IPMI
The intelligent platform monitoring interface (IPMI) is a hardware-level specification for monitoring the operation of a computer system. In the case of the SafeNet Luna Network HSM appliance, IPMI monitors sensors within the appliance. Broad categories of these sensors are fans, power supplies and the system motherboard. SafeNet Luna Network HSM Appliance Sensors identifies:
>the specific sensors;
>their locations;
>the specific text string that represents each sensor;
>the thresholds for a sensor;
>threshold values;
>the unit of measure for each threshold.
Subsequent subsections of this document delve into each of the columns of the table, and the types of messages received:
Threshold Events
Here is an example sensor log.
2012 Feb 29 12:05:01 myLuna local4 notice ipmievd: Fan sensor Fan3B . Lower Critical going low (Reading 0 < Threshold 2000 RPM)
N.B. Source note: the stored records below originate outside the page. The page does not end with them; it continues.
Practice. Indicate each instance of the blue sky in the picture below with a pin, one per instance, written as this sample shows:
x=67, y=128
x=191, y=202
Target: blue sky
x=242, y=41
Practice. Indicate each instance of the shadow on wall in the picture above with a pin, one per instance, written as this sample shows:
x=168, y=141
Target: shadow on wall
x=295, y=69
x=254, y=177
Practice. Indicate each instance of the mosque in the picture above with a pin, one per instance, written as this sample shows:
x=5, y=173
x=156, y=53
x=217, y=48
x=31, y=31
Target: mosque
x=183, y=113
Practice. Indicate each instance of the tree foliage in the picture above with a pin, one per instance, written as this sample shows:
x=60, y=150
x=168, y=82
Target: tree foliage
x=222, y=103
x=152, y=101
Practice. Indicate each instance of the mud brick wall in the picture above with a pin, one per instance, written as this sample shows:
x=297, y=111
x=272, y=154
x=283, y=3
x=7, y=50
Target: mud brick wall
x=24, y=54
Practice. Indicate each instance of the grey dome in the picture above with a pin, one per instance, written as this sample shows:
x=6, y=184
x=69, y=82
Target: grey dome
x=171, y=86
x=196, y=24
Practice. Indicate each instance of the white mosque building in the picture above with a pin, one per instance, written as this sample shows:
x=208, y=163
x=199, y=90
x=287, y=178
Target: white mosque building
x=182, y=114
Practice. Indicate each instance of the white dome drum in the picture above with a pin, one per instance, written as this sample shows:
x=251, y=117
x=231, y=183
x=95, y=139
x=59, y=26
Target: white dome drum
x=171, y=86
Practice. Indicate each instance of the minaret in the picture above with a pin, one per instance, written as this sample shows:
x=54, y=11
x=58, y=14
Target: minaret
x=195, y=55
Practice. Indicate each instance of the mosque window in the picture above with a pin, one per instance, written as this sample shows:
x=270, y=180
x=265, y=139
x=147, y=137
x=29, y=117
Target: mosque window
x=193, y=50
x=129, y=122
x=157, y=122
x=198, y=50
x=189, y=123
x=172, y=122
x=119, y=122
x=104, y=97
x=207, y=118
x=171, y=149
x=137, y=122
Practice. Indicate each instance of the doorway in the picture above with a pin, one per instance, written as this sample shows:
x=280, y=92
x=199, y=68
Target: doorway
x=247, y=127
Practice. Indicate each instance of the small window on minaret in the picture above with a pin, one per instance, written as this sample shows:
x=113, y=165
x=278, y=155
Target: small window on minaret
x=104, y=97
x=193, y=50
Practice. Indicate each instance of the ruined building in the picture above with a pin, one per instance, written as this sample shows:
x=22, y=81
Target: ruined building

Most of the sensors monitored by IPMI on the SafeNet Luna Network HSM appliance generate threshold-based events. Threshold events occur when a sensor reading changes by an amount that crosses a configured boundary defined in the sensor data repository. THE IPMI specification defines six thresholds; the SafeNet Luna Network HSM appliance generates log messages on four of them. The four thresholds are:
1.Upper Non-Recoverable (UNR)
2.Upper Critical (UC)
3.Lower Non-Recoverable (LNC)
4.Lower Critical (LC)
Upper and lower critical thresholds are ‘fatal’ and mean that the hardware is exceeding above or below a specified rating respectively. Upper and lower non-recoverable thresholds are ‘potential damage’ and mean that the hardware is in jeopardy or damaged.
A sensor value can change in one of two ways. It can go to an active state which IPMI calls asserted. The second state is inactive or de-asserted.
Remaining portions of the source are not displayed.